Alle Ingredienzien des klassischen Horror-Romans sind vorhanden: alte Pergamente mit unheimlichen Zaubersprüchen; Untote; die Beschwörung unheimlicher Mächte; der Versuch, Leben zu erschaffen; der alte Weise, der den Unfug im letzten Moment stoppen kann. Die Rückblende ist korrekt eingesetzt, genau zu dem Zeitpunkt, als der Leser zu ahnen beginnt, dass der alte Curven vielleicht doch noch eine Rolle in der Gegenwart spielt, obwohl er nach allen Gesetzen der Natur tot sein muss. (Dies also ganz im Gegensatz zum „Mönch“ von Mathew Lewis, wo die Rückblende zu lange dauert und zu viel Material brachte, das einerseits für die Gegenwart komplett irrelevant war, oder wo andererseits es dem Leser klar sein musste, dass die Geschehnisse der Vergangenheit in einem Fiasko geendet haben mussten, weil er in der Gegenwart schon mit dem Resultat dieses Fiaskos konfrontiert gewesen war. Das alles vermeidet Lovecraft geschickt.)

Mehr noch: Zum Schluss rätselt der Leser darüber, ob den nun diese Horrorgeschichte tatsächlich stattgefunden hat. Curven, der sich für Ward ausgegeben hat, und in einer Nervenheilanstalt untergebracht wurde, wird vom Arzt in einer kabbalistischen Session vernichtet. Oder war es doch so, dass der alte Arzt aus Mitleid mit seinem jungen Freund und Patienten ihm die Flucht ermöglichte? Der Arzt gab an, tief unter dem „offiziellen“ Keller des Hauses, in dem sich Ward/Curven aufhielt, auf ein horrormässiges, dämonisches Laboratorium gestossen zu sein, in dem sich fürchterliche Gestalten aufhielten. Als er am nächsten Tag wieder in diese Höhlen steigen wollte, war da, wo er einen Eingang gefunden hatte, blanker Zementboden. Ein übler Traum oder litt der Arzt vielleicht selber an wahnhaften Anfällen? War die Krankheit Wards vielleicht nur eine Nervenüberreizung oder ein atavistischer Rückfall des armen Jungen?

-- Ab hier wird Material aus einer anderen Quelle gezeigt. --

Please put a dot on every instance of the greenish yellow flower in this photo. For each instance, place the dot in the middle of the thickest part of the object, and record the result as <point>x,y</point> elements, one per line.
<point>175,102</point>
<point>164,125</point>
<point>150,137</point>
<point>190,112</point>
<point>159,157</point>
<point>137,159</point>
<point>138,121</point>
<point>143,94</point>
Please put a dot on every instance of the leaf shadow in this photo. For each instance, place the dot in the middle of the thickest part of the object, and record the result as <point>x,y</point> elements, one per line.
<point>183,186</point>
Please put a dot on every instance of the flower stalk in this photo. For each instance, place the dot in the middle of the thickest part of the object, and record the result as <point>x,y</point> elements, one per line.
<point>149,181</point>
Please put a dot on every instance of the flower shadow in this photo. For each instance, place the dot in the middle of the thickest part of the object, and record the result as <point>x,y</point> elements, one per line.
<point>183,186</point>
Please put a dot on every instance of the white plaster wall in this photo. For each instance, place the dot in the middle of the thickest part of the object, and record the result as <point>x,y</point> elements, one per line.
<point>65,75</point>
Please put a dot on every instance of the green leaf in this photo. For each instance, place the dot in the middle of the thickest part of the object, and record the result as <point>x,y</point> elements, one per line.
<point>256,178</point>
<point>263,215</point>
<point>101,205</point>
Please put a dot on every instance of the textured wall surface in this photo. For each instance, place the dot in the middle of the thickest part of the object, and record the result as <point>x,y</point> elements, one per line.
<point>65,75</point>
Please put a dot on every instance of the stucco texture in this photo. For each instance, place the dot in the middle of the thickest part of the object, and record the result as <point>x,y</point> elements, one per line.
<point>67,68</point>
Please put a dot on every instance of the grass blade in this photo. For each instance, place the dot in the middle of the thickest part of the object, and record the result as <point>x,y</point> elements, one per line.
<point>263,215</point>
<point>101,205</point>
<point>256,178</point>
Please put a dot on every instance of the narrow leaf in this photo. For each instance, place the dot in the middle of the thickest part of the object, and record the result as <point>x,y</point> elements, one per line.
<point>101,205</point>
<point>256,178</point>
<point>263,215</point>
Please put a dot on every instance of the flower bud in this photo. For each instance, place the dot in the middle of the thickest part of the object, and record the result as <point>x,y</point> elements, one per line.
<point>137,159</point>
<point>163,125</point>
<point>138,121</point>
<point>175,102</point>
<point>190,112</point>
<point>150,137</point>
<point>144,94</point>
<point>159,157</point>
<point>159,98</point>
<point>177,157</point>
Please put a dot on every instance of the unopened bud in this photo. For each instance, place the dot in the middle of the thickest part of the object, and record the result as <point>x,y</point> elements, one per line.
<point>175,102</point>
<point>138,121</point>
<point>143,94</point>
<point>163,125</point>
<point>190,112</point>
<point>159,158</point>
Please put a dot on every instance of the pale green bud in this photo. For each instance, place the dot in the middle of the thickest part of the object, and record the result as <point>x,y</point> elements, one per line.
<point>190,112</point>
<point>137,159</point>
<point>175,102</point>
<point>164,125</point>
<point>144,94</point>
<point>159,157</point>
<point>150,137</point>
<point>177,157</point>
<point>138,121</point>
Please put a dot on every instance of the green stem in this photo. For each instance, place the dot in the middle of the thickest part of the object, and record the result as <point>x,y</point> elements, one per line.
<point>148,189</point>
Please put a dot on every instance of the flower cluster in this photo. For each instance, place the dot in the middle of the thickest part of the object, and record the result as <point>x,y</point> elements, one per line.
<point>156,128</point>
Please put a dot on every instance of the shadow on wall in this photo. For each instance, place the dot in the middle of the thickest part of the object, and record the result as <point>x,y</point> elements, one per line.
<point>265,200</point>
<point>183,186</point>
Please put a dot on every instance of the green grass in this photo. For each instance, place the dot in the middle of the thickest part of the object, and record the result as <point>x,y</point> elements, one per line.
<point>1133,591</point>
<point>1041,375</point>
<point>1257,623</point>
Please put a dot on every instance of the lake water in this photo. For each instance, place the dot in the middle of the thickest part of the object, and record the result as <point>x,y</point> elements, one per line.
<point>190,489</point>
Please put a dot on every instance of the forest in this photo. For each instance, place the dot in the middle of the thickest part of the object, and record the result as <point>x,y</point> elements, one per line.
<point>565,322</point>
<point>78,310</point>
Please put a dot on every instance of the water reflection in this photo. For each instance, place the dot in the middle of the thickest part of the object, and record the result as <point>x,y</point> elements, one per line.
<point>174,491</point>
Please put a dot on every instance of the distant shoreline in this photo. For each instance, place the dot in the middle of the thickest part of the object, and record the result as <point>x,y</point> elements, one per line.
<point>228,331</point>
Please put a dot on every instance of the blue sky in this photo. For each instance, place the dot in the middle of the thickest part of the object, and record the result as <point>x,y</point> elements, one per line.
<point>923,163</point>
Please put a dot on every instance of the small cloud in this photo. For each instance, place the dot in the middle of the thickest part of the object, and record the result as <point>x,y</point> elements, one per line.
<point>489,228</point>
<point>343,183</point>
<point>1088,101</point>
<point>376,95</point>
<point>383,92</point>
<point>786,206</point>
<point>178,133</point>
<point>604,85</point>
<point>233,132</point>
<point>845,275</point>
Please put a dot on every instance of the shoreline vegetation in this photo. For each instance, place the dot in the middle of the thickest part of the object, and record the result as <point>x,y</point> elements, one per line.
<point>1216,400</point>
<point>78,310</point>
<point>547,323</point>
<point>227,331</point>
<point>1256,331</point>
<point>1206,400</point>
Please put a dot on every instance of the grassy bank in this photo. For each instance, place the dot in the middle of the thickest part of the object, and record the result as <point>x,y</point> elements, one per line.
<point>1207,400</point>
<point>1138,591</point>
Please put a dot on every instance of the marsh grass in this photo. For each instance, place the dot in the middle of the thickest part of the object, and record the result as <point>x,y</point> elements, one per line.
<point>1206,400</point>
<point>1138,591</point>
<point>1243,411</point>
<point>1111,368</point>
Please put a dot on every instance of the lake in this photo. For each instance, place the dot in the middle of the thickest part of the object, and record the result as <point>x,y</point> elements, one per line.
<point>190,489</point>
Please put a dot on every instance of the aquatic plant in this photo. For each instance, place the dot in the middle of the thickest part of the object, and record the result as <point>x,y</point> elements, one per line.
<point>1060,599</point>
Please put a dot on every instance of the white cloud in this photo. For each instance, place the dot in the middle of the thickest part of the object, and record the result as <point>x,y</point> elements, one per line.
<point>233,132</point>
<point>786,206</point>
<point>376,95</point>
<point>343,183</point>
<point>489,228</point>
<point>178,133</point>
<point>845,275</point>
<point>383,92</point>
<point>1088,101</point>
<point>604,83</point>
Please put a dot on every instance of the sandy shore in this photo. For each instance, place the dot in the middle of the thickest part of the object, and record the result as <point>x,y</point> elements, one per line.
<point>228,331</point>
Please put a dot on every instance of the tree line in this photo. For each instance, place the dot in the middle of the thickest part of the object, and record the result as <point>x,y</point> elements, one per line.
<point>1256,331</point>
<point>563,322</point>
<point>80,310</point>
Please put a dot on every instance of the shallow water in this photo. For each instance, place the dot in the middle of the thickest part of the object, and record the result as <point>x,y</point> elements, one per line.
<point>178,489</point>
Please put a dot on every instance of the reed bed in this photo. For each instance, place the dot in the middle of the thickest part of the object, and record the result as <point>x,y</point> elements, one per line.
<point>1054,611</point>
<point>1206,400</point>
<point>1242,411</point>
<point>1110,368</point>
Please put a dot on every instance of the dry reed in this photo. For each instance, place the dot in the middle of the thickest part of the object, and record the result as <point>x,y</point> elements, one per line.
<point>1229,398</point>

Lovecraft lässt dem Leser diese Interpretation offen. Immerhin war er selber ja durchaus der modernen Naturwissenschaft zugetan und Atheist. Bei allen Rätseln und Horrorgeschichten, die er verfasste, gibt es immer auch eine plausible „natürliche“ Erklärung. (Jedenfalls, wenn wir Wesen aus dem Weltall oder einen rapide einsetzenden Atavismus als solche gelten lassen. Immerhin versuchte Lovecraft, so wenig wie möglich gegen die geltenden Naturgesetze zu verstossen in seinen Geschichten; bzw. dort, wo er es tat, sich die Möglichkeit eines Traums oder einer Wahnvorstellung der Hauptperson vorzubehalten.)